Too Much Information
Ok so last night was an evening of firsts. The first first: I had my first episode of Braxton Hicks contractions, and boy did it hurt! My goodness I couldn't even praise sing last night cause I was just cramping and cramping. LOL I don't think I have ever felt so pregnant. I know I was walking like a weary prego (despite my best attempts at acting normal) because several people (even teens) were asking if I was ok. But I got through it. The only problem is I know that was just a taste of the real thing, and I really don't want to think about labor or delivery, ever. On the plus side I was talking to another woman in our church about it and she said she started feeling contractions at five months; so I shall continue to count myself very lucky and thank God for such an easy pregnancy.

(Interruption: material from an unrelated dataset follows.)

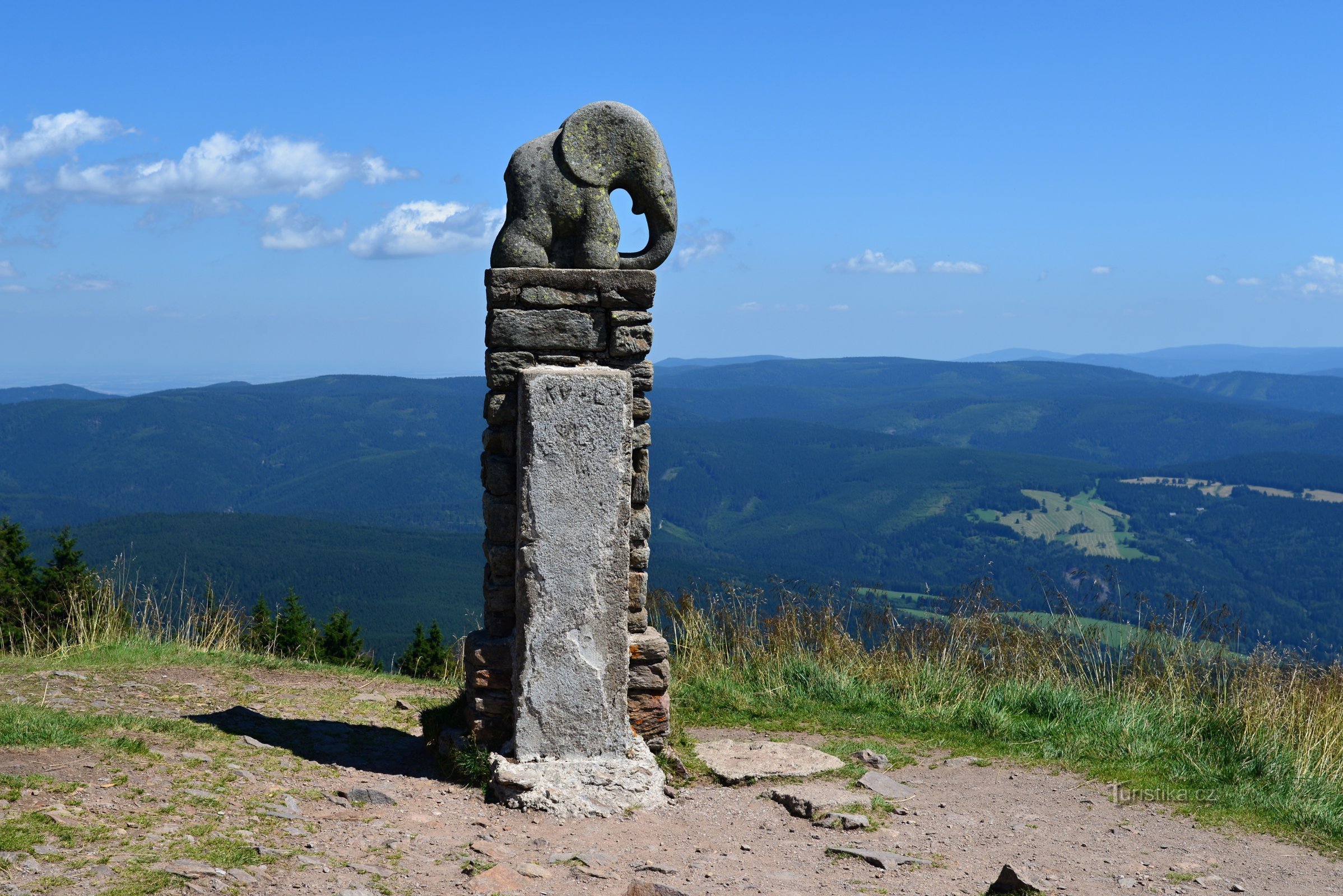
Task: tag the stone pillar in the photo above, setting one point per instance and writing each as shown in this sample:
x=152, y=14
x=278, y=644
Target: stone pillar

Now, the second first. Ready? Ok. I totally lost my skirt as I was walking to my car last night. I know this is T.M.I., but I love a good laugh and if anything this is funny to me. All night my skirt kept slipping down farther than I would like. I was constantly pulling it back up. In fact, earlier that evening I told one of the girls that I just might lose my skirt. Well I must be a prophet, because I lost it. And when I say lost it, I mean LOST it. To the ground, with 3 1/2 inch heels on. It took myself, Caleb and another lady to pull the thing up. LOL, thankfully I had a pretty thick slip on underneath. The good and bad part is I think R.L. and T.L. were the only ones that actually saw me, ahhh, exposed? Unfortunately, they also thought it was the funniest thing ever and spread the word to quite a few people. Lets just say my niece, who was not even at church she was at the beach, called me an hour later to laugh at me. Anyway, yeah it was quite embarrassing. I am not even sure why I am posting this, really so tacky tacky tacky.
I think I am trying to work through the emotional trauma.
Anyway in other news: I am going to Dr. again today. I am officially on the "every two weeks" schedule. I think I have to do that glucose test today. Not looking forward to that.